The team is working to incorporate the KC-46 into the school’s existing KC-135 Weapons Instructor Course syllabus, the release said.
Undergraduate Pegasus and Stratotanker course students also will share a unit—Fairchild Air Force Base’s 509th Weapons Squadron.
The Pegasus-specific course will eventually move to a KC-46 main operating base, where a permanent weapons squadron will be set up, according to the release.
“Once performing all operational missions, its enhanced capability will provide the Joint Force an asymmetric advantage required for competing, deterring, and winning in today’s complex security environment,” said Maj. Gen. Joel D. Jackson, director of operations, strategic deterrence, and nuclear Integration at Headquarters Air Mobility Command, in the release. “Charting the course for establishing a KC-46 Weapons Instructor Course ensures we leverage the expertise and innovation of our best and brightest Airmen to deliver Rapid Global Mobility for the joint warfighter.”
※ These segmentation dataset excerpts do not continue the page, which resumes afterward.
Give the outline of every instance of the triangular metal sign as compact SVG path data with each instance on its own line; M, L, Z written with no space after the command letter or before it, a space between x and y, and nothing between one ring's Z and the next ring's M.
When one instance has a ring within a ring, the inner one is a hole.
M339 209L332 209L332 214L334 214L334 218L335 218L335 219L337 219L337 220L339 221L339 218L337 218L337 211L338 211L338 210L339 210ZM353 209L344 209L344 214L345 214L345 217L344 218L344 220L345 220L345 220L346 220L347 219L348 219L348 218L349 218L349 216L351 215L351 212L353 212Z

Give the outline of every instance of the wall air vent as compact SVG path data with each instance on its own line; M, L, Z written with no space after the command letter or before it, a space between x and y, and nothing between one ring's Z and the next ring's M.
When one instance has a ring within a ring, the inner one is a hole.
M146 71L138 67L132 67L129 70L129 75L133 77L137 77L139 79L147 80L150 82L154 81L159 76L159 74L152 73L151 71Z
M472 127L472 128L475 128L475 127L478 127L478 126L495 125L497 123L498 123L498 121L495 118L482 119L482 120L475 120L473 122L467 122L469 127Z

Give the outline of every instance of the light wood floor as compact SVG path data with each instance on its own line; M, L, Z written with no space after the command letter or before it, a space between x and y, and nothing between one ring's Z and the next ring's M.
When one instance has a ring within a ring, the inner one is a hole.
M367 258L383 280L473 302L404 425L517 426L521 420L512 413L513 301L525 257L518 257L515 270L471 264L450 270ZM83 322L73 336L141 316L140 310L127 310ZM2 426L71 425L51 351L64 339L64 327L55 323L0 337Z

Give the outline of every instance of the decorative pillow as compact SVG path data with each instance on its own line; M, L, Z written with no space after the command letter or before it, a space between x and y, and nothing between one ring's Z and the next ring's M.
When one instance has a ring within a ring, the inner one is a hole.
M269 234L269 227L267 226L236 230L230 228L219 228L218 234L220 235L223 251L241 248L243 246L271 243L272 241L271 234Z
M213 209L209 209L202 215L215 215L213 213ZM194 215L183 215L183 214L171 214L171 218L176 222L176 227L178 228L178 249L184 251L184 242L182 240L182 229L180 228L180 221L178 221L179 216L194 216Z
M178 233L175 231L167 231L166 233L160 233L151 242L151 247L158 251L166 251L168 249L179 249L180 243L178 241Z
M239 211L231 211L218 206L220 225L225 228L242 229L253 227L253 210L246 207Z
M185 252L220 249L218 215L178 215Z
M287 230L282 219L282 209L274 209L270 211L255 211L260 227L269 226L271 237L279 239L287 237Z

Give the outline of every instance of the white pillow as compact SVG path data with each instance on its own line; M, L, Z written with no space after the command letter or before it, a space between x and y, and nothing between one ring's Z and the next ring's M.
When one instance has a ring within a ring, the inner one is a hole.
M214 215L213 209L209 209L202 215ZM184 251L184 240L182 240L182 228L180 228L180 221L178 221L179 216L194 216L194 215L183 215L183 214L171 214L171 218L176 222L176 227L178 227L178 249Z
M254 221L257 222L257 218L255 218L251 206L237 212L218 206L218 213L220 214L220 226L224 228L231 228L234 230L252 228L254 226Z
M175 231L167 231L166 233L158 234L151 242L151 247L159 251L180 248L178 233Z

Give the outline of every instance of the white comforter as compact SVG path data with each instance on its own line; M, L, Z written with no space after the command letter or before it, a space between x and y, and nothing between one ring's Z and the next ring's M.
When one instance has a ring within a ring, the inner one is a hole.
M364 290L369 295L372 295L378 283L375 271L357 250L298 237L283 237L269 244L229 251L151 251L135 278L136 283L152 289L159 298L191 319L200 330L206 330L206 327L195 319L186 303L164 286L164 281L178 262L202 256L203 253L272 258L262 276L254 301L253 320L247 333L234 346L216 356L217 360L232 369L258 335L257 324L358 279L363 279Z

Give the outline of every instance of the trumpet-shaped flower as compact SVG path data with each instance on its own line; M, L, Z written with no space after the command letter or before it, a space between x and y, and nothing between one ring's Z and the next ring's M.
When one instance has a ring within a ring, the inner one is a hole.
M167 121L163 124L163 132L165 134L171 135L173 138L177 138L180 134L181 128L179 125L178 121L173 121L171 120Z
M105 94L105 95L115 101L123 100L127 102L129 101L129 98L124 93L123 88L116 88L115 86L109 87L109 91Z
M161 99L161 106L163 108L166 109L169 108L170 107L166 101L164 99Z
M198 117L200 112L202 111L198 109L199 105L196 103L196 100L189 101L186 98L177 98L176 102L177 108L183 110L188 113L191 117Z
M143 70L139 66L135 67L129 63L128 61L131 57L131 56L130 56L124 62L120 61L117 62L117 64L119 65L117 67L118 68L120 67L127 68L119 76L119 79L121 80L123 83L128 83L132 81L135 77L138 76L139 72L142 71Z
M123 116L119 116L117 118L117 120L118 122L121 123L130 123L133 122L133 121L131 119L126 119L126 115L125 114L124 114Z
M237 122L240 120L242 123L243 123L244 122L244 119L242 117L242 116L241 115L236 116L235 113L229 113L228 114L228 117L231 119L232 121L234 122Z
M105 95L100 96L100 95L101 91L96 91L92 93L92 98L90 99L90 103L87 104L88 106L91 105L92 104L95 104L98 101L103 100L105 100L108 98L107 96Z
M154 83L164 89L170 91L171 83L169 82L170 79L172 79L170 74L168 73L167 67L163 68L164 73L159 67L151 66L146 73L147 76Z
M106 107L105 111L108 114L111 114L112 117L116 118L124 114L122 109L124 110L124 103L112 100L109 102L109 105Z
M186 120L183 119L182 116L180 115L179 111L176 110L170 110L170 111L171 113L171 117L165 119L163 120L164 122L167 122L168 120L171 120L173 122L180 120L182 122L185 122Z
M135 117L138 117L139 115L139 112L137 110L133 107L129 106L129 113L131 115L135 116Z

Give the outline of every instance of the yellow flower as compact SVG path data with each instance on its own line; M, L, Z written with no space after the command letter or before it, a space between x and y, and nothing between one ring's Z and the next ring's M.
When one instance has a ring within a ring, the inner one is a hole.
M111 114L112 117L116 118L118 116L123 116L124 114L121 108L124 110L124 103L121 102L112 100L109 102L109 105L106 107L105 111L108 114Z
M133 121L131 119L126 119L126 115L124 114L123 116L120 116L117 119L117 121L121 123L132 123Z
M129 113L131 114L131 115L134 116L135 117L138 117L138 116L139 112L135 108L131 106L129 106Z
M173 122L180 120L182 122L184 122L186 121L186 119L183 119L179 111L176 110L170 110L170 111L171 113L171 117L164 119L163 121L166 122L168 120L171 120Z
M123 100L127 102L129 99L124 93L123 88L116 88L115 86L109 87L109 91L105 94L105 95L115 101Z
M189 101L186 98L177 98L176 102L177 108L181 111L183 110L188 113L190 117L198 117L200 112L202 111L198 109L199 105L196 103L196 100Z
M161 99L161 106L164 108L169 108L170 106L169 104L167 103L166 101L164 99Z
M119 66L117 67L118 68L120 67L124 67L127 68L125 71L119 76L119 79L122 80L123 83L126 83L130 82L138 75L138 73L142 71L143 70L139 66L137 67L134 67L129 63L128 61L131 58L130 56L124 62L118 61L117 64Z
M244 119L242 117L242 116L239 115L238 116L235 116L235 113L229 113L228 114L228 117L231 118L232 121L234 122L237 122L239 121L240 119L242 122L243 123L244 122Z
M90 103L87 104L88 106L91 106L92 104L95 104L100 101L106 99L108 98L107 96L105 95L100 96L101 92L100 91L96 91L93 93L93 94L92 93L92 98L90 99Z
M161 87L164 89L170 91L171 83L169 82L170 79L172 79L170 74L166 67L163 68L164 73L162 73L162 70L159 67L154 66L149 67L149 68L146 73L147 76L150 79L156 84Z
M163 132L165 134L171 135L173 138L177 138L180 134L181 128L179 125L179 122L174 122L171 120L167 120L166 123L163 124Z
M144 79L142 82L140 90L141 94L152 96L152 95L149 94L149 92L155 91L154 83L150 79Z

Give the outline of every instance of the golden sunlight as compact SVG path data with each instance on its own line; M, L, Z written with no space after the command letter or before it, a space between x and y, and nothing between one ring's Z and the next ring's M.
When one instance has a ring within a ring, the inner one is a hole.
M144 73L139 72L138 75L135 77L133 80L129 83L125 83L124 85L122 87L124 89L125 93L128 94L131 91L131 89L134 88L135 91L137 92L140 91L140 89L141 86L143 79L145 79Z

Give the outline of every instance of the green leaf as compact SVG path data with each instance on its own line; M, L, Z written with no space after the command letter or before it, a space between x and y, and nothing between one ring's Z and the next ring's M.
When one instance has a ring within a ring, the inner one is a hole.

But while graduates of the KC-46 Weapons Instructor Course will be equipped to train the next generation of Airmen in how to wield the tanker in combat, Chief of Staff Gen. David L. Goldfein told Senate lawmakers in March the Boeing-built tanker was a break-glass measure reserved for contingencies until a fix for the Remote Vision System is implemented, Air Force Magazine reported at the time.
Persistent issues with the Pegasus’ Remote Vision System led the service to push back its full-rate production decision date until 2024, though Air Force acquisition boss Will Roper has expressed optimism that laboratory testing of RVS elements could speed the Initial Operational Test and Evaluation process.